Por ello, en Fisiobahía vamos a darte toda la información que puedes necesitar sobre la periostitis tibial.

¡Toma nota!

¿Qué es la periostitis tibial?

La periostitis tibial es un dolor que se produce en el hueso de la espinilla, es decir, en la parte interna de la tibia.

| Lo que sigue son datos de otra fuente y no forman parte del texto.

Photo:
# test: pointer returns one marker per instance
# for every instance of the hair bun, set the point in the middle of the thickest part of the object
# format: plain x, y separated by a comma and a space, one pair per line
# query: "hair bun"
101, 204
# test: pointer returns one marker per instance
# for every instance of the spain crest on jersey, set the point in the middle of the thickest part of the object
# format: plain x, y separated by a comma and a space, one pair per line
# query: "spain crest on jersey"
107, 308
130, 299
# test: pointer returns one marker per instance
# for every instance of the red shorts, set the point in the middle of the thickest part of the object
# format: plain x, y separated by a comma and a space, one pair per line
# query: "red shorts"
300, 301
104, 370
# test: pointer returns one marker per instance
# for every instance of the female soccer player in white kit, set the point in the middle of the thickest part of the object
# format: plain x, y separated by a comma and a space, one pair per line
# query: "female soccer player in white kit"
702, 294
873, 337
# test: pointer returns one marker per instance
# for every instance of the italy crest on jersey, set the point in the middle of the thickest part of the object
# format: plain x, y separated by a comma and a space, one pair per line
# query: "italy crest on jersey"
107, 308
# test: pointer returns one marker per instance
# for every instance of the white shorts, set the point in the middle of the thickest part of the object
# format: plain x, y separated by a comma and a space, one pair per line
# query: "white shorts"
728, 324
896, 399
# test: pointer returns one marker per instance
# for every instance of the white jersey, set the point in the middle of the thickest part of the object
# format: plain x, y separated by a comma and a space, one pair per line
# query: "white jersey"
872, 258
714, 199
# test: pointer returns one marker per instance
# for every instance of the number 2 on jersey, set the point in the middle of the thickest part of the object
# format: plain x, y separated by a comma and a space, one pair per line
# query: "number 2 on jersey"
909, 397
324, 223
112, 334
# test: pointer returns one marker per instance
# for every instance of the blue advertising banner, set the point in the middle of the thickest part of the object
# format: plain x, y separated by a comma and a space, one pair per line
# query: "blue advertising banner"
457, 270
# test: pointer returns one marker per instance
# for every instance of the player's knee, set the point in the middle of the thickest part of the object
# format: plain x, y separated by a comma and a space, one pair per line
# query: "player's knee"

Es conocida también como síndrome de estrés tibial, y a menudo aparece por correr o por realizar otras actividades físicas intensas.

Por ello, es una molestia habitual en deportistas que han aumentado el impacto de sus entrenamientos, y en determinadas profesiones como militares o bailarines.

Afortunadamente, no es un problema que se prolongue demasiado en el tiempo.

❌ Sin embargo, mientras permanece puede resultar bastante molesta, por lo que es fundamental guardar reposo y seguir un tratamiento adecuado para aliviar sus síntomas.

¿Qué es la periostitis tibial?

¿Cuáles son los síntomas de la periostitis tibial?

Los síntomas de la periostitis tibial son un dolor moderado o una quemazón que irá en aumento a medida que se realice un mayor esfuerzo.

En algunos casos viene acompañada de una excesiva rigidez muscular y calambres, por el simple hecho de apoyar el pie en el suelo.

Las molestias de la periostitis tibial suelen aparecer mientras se está realizando una actividad física, y duran hasta un rato después de finalizar.

? Puede darse el caso también de que la periostitis tibial provoque sensibilidad e inflamación en la tibia.

Causas de la periostitis tibial, ¿por qué surge esta dolencia?

La principal causa de la periostitis tibial es un esfuerzo repetitivo y prolongado en la zona de la tibia, y en los tejidos conjuntivos a través de los cuales el músculo se une al hueso.

No obstante, hay otros factores que propician la aparición del dolor de espinilla ?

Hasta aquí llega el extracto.